The white ceilings of houses surrounded by lawns or the white-painted eaves of a roof on a sunny day appear in bright green, which is reflected from the grass on the ground. All these cases present film colors. They appear as a thin, transparent, translucent layer between the eye and an object, independent of the object's surface color.

Volume Colors

For a very different color effect, compare the coffee in a cup with the coffee in the stem of a percolator or with the coffee in a silex glass. It is easy to discover that, though all containers hold the same coffee, the containers show this coffee in different browns: lightest in the stem, darker in the cup, darkest in the silex glass. In the same way, tea will look lighter in a spoon than in a cup.

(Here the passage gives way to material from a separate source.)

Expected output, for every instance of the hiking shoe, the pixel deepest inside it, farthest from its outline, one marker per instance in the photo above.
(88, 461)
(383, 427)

Here we are dealing with volume color, which exists and is perceived in 3-dimensional fluids. The water of a swimming pool with blue walls will look dyed with blue because of diffused reflection. Observing the white or blue steps within the water, we will discover that with each step down, the blue of the water increases progressively, which presents a true volume color effect.

“Only transparent fluids present volume color”

On the other hand, milk remains more or less the same white, no matter whether seen in a small or large container. Ink and oil paint behave in a similar way. This demonstrates that only transparent fluids present volume color. In practice, most water colors are volume colors; several layers on top of each other increase the darkness, weight, and intensity of a color. Many watercolors by Paul Klee demonstrate this. The reverse effect of increased lightness is seen in finger paintings.

Illusion of Color

In contrast to watercolors, such media as oil paint, gouache, and pastel produce surface color. In most cases, these paints do not change to any extent when applied in several layers. A new medium with volume color effect is a photosensitive glass developed by Corning Glass Works. With increased exposure to certain rays, the translucent opalescent white within the glass increases. This results in a darkening of the whites with light passing through but in a whiter white in reflected light.

A similar effect can be achieved in tracing paper. By looking through several layers against the light, the paper becomes darker. However, the same layers seen from the direction of the light will appear whiter. Since film color is not the result of physiological or psychological transformation, it is a physical phenomenon. Both film color and volume color might be considered tricks of nature.